Publicado por: Carlos Borges Bahia
Publicado em 10 de agosto de 2022

O Tribunal Regional do Paraná, organizou nesta terça-feira (09/08), um encontro com algumas poucas pessoas para lançar sua pauta de campanha intitulada “Paz e Segurança nas Eleições” sob a coordenação do desembargador Welington de Manuel Coimbra de Moura,  presidente do TRE-PR.

O apresentador do evento, citou na abertura, que a reunião contava com diversas representações religiosas para assinar o pacto de acordo de cooperação, (na difusão de preceitos éticos e valores como respeito, solidariedade, harmonia e tolerância). Por incrível que pareça, esse pacto é tudo que falta para certos ministros do STF/TSE.

O TRE-PR, fez uma reunião quase minguada, pouquíssimas pessoas, talvez nem meia dúzia de representantes religiosos ou que se passaram por representante religioso. Não se falou quem são esses líderes e quais a suas entidades representadas.
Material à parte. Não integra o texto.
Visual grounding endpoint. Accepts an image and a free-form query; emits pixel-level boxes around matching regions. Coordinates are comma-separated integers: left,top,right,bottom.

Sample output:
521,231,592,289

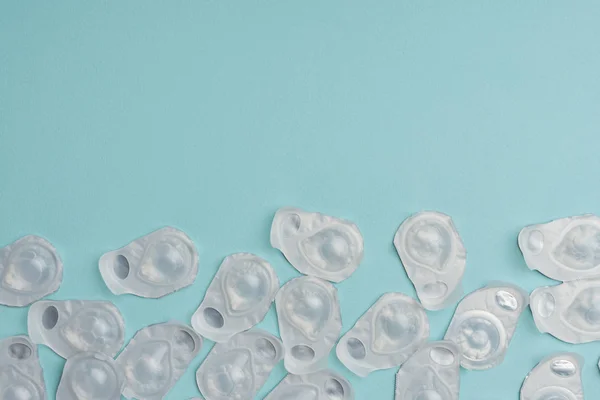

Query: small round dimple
527,229,544,254
535,292,556,318
429,346,454,366
346,338,367,360
325,378,344,400
550,359,577,377
496,290,519,311
8,343,32,360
Seria uma mini-reunião apenas para chancelar sua agenda “um pacto pela democracia” em nome da sociedade?

Se fala em democracia, mas desprezam aqueles que pensam contrário?

Curitiba tem hoje cerca de 40% de pessoas evangélicas de várias denominações, que são contribuintes e eleitores. As igrejas evangélicas são organizadas, e todas possuem uma sede central, com uma liderança que responde pelas congregações distritais.

Será que nesta reunião, intitulada “pacto pela democracia”, foram convidadas lideranças das igrejas: Assembleia de Deus, Batista, Presbiteriana, Quadrangular, Universal do Reino de Deus, Adventista do 7 Dias, Mundial da Graças… Provavelmente que não!

PAZ E SEGURANÇA

Paz e segurança nas eleições, parece soar hipocrisia, quando temos ministros na Suprema Corte, que são os mesmos ministros do TSE, que por sua vez perseguem conservadores. Cassam políticos que discordam ou questionam a segurança das urnas eletrônicas.

Ministros que obrigam as plataformas das redes sociais cancelar ou excluir todos aqueles, que usam termos ou palavras, das quais o Tribunal considera proibidas, e as denominam como “Fake News” ou desinformação. Aliás, questionar as urnas eletrônicas pode ser considerada desinformação.

Paz e segurança, quando o Tribunal Constituinte, se torna uma corte Legislativa ou Executiva? Justiça que solta condenados em segunda instância e condena juiz e promotor?

Evidente que o sistema judiciário brasileiro foi planejado para ser uma corte à serviço do rei. Advogados não concursados, sem magistratura, se tornam juízes, e esses indicados pelos Executivos, se tornam vitalício na corte máxima do Estado.

Essas relações de vínculos, tornam o judiciário dependente e aliado do político, o que favorece a corrupção e gera descredibilidade do poder judiciário.